Spirit hired Christie in 2012 as chief financial officer; and named him CEO and president in 2019. From there, he led the carrier through the COVID-19 pandemic, and later saw larger carriers invade the airline’s home Florida turf in search of leisure travelers, Spirit’s bread-and-butter customer base.

Faced with widening losses, a manufacturer’s aircraft engine recall that grounded jets, and narrowing time frames for renegotiating debt, the Dania Beach-based carrier filed a “pre-arranged” Chapter 11 bankruptcy petition last November after holding discussions with leading creditors who financed the reorganization.
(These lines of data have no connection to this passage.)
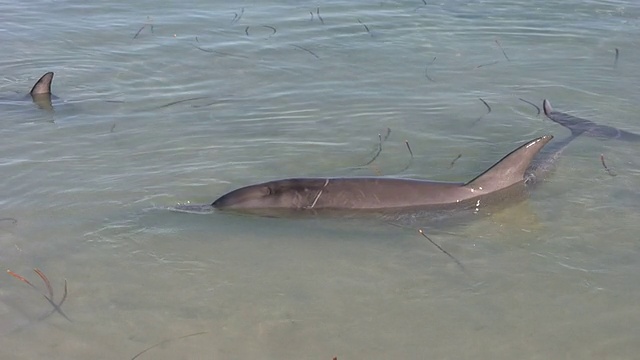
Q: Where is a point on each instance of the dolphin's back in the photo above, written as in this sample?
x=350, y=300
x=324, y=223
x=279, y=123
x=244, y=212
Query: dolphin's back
x=386, y=194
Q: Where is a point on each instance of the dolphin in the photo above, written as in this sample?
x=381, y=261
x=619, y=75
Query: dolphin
x=587, y=127
x=40, y=93
x=505, y=178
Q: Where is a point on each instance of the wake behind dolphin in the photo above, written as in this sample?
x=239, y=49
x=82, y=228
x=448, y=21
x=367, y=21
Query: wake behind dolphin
x=579, y=126
x=378, y=194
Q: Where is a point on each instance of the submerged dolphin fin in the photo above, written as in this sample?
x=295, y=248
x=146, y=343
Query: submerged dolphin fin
x=580, y=126
x=43, y=85
x=41, y=92
x=511, y=169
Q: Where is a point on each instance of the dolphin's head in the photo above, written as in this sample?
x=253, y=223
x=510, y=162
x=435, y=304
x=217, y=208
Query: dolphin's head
x=280, y=194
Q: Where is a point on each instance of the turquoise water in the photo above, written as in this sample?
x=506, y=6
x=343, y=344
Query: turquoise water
x=149, y=122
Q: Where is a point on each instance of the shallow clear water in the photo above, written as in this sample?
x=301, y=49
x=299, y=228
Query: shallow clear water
x=198, y=104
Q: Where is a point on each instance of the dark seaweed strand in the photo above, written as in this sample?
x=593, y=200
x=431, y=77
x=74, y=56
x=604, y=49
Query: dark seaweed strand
x=365, y=27
x=307, y=50
x=215, y=51
x=406, y=142
x=421, y=6
x=609, y=171
x=166, y=341
x=319, y=17
x=454, y=160
x=532, y=104
x=487, y=105
x=503, y=53
x=237, y=17
x=483, y=115
x=181, y=101
x=380, y=141
x=57, y=308
x=388, y=133
x=139, y=31
x=377, y=152
x=270, y=27
x=487, y=64
x=427, y=67
x=443, y=250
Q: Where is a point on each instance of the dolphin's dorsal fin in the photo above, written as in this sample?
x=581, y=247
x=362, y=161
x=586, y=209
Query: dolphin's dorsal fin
x=546, y=106
x=511, y=169
x=43, y=86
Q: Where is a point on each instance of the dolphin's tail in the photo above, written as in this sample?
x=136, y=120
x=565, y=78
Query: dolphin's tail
x=575, y=124
x=511, y=169
x=43, y=85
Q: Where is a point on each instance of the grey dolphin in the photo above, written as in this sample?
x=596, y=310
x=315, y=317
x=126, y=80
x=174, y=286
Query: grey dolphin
x=40, y=94
x=379, y=194
x=580, y=126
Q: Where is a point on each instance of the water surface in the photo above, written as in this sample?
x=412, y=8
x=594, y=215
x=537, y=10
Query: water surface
x=199, y=103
The filing followed multiple takeover bids for Spirit by Frontier Airlines and JetBlue Airways, none of which came to fruition. A $3.8 billion bid by JetBlue was blocked by a Boston federal judge after the U.S. Justice Department sued to stop it on consumer protection grounds.

Smaller airline

Besides selling 21 Airbus jetliners to a leasing company, the company furloughed 330 pilots in late January — a move that was preceded by the furloughs of 186 cockpit crew members last September. Another 200 support employees were laid off earlier this year.

In a regulatory filing last week, the company said it expects to have 196 planes in its fleet by year’s end. It had more than 210 before the Chapter 11 filing.